One of the incentives I have had in starting my AskHillel project is to combat bad philosophy - philosophy that encourages or allows antisemitism - with good philosophy, a secularized version of millennia of Jewish wisdom.
So I decided to test out how well the AskHillel tool would answer the key question that confront Jews on university campuses, or online: how can one defend Zionism in an intellectually rigorous yet approachable way?
Here was AskHillel's (beta) answer, almost verbatim. I just combined two answers - one general and one specifically to counter modern philosophical arguments.
This is good enough to be referenced by everyone who cares about the Jewish world.
Zionism as a Moral Imperative: A Philosophical Defense
Few ideas have been more distorted in recent years than Zionism. Once understood as the movement for Jewish national liberation, it is now often caricatured as colonialism, racism, or even apartheid. But strip away the slogans and the slurs, and Zionism emerges not as a relic of the past but as a living, principled, and profoundly ethical project. Far from being a scandal, Zionism is one of the most compelling moral and philosophical movements of modernity.
I. The Right to Self-Determination
Zionism begins with a simple truth: the Jewish people are a nation.

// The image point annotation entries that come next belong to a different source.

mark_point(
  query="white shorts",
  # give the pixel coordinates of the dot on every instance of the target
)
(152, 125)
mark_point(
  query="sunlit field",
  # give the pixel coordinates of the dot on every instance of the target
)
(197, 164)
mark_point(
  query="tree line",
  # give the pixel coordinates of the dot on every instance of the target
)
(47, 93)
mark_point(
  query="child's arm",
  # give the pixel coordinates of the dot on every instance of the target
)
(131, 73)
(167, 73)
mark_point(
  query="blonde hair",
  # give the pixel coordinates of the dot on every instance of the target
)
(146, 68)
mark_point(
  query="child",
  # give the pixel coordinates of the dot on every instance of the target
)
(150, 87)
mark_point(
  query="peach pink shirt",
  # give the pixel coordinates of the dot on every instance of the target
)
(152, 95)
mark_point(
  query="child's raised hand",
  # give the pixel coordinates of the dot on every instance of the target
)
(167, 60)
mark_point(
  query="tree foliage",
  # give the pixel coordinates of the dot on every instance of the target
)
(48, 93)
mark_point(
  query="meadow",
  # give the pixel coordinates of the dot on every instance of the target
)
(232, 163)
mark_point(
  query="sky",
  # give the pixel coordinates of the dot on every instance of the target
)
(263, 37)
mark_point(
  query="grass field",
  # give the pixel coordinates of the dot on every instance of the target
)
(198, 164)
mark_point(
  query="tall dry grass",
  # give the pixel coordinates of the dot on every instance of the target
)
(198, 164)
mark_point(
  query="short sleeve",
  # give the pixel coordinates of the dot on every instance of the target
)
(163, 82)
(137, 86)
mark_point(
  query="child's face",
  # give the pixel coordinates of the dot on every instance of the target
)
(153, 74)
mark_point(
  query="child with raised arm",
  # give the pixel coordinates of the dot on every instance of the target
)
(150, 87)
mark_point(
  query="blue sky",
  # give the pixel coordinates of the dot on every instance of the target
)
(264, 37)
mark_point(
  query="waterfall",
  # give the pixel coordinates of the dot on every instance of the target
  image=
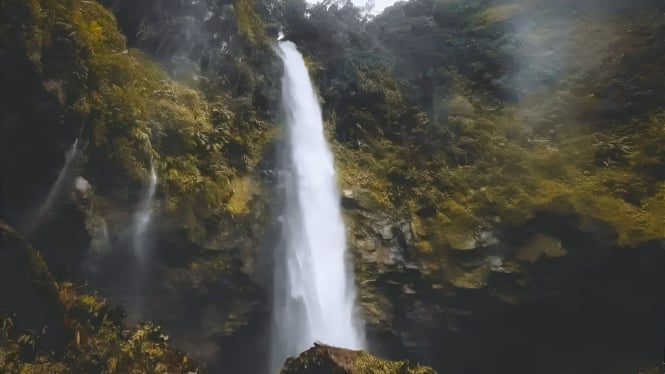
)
(142, 220)
(57, 187)
(314, 292)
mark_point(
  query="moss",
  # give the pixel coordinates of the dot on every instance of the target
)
(327, 359)
(242, 192)
(250, 25)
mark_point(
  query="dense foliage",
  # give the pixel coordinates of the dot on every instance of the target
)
(471, 135)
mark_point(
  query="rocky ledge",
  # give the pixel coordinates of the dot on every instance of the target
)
(326, 359)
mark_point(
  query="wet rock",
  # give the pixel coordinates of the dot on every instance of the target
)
(386, 233)
(540, 246)
(326, 359)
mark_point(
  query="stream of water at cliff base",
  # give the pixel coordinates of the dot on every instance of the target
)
(314, 291)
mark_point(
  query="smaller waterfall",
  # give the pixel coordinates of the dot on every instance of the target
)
(56, 189)
(136, 274)
(142, 220)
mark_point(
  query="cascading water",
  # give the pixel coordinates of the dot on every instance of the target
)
(133, 298)
(142, 220)
(314, 293)
(57, 187)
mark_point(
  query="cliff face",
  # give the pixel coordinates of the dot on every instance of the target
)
(500, 162)
(50, 327)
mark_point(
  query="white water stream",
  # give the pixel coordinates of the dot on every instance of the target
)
(314, 291)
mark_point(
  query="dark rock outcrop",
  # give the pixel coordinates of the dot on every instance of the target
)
(324, 359)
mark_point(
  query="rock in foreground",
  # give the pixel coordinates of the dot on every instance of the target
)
(326, 359)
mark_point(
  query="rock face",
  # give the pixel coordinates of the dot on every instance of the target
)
(50, 327)
(323, 359)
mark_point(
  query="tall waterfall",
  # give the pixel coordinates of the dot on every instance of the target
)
(314, 291)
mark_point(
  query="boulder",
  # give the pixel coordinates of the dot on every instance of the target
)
(323, 359)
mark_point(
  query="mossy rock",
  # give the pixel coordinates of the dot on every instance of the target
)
(322, 359)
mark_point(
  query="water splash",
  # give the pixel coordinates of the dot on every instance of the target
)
(142, 220)
(314, 292)
(58, 186)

Not just a religion, not merely a culture – but a people with a shared language, history, calendar, and homeland. Like the Irish, the Kurds, or the Palestinians, Jews have the right to self-determination. This is not an act of privilege; it is the expression of human dignity. A nation that has survived exile, dispersion, and repeated annihilation deserves, at the very least, the same rights granted to every other nation.
To deny this right uniquely to Jews is not neutrality – it is discrimination.
II. Justice After Exile
For two thousand years, the Jewish people were stateless, scattered, and vulnerable. We prayed “Next year in Jerusalem” not as poetry, but as longing – and as defiance. Pogroms, expulsions, blood libels, and finally the Holocaust made clear what statelessness means: not only a lack of power, but a lack of safety, permanence, and moral agency.
Zionism is not revenge. It is repair. It is the ethical act of taking responsibility for one’s own destiny. It is teshuvah – a return not only to land, but to wholeness, to dignity, and to covenant.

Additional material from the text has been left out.